Shallow Well Pump Troubleshooting

By G.K. Bayne ; Updated September 15, 2017

Shallow wells are typically wells that are less than 40 feet deep. The pumps that service these types of wells can be either a single-pipe or a double-jet pump. The jet-type pump forces water back into the suction line to aid in pulling the water to the surface. Both types of pumps use an electric motor to drive the centrifugal pump.

Basic Operation

Electric power is typically controlled by a pressure switch located on the rubber-bladder pressure tank. When the pressure falls in the sealed-water system, the pressure switch closes and electrical power is sent to the pump motor. The pump moves or rotates the centrifugal vanes and pulls the water to the surface.
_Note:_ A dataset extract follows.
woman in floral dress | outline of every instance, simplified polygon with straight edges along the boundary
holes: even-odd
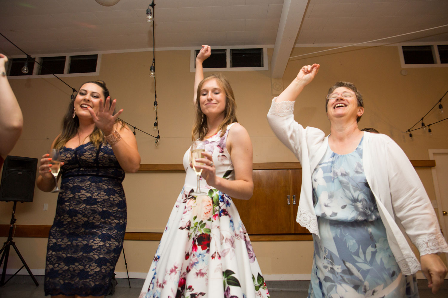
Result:
[[[184,187],[173,208],[143,285],[140,298],[269,297],[252,245],[231,197],[248,199],[254,189],[252,148],[237,122],[233,91],[220,76],[204,79],[203,46],[196,60],[193,139],[205,152],[195,196],[196,175],[184,155]]]
[[[356,86],[338,82],[330,88],[329,136],[294,121],[295,100],[319,66],[302,67],[267,117],[303,169],[297,221],[313,233],[314,247],[308,297],[418,297],[414,273],[420,264],[400,222],[435,293],[447,272],[437,253],[448,245],[403,151],[388,136],[358,128],[364,104]]]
The water in the suction pipe is held in place by a check valve. The check valve keeps the water in the suction pipe so the pump does not have to be primed on each use.

Electricity

Check that electrical power is being fed to the pressure switch by using a voltmeter and confirming the voltage required for the pumps operation. Typically most pumps require 240 VAC. This voltage reading should be at the switches' contacts connected to the wire coming from the circuit-breaker panel box. Observe the attached pressure gauge so the switch closes at the correct amount of low pressure. If no gauge is installed, you can insert one into a 1/4 inch diameter fitting located next to the pressure switch. Typically the pressure switch should close when the gauge reads 20 PSI or less. If the switch fails to close at low pressure it may be stuck or it may need adjustment. Follow the instructions on the inside cover of the pressure switch. Check the contacts of the switch itself. They may need cleaning if the small copper discs are corroded or are severely pitted. Upon closing and with proper voltage, the pump should be operational. If the pump fails to operate and the pressure switch checks out with the voltage meter, the pump motor may need to be replaced.

The Pump

Check the pump casing for leaks. Even a small crack can cause the pump to loose its prime for pulling the water from the well. Air can move into the water-pump chamber and create a vacuum. This vacuum can interrupt water flow. Air entry is also caused by a poor seal on the suction pipe. The suction pipe should be holding a full column of water. Observe the pressure gauge on the water system. With all water outlets shut off, the gauge should hold pressure with no loss. If the gauge slowly loses pressure check the water system for leaks. If no leaks are found then the check valve is failing. The suction pipe will have to be pulled and the valve repaired or replaced.

The Rubber Bladder Tank

Inside the pressure-tank reservoir is a large rubber bladder, much like a rubber inner tube. This bladder helps the water system to maintain a high pressure and dampens the action of the water in the closed system. Low bladder pressure will cause the water pump to behave erratically with a constant on and off operation when a faucet or spigot is opened. The bladder pressure can be checked with an air pressure gauge. The bladder should hold approximately 35 to 45 PSI. If it is low, fill the bladder with an air compressor. If the bladder constantly needs the air to be refilled it may have a hole and the entire tank will have to be replaced.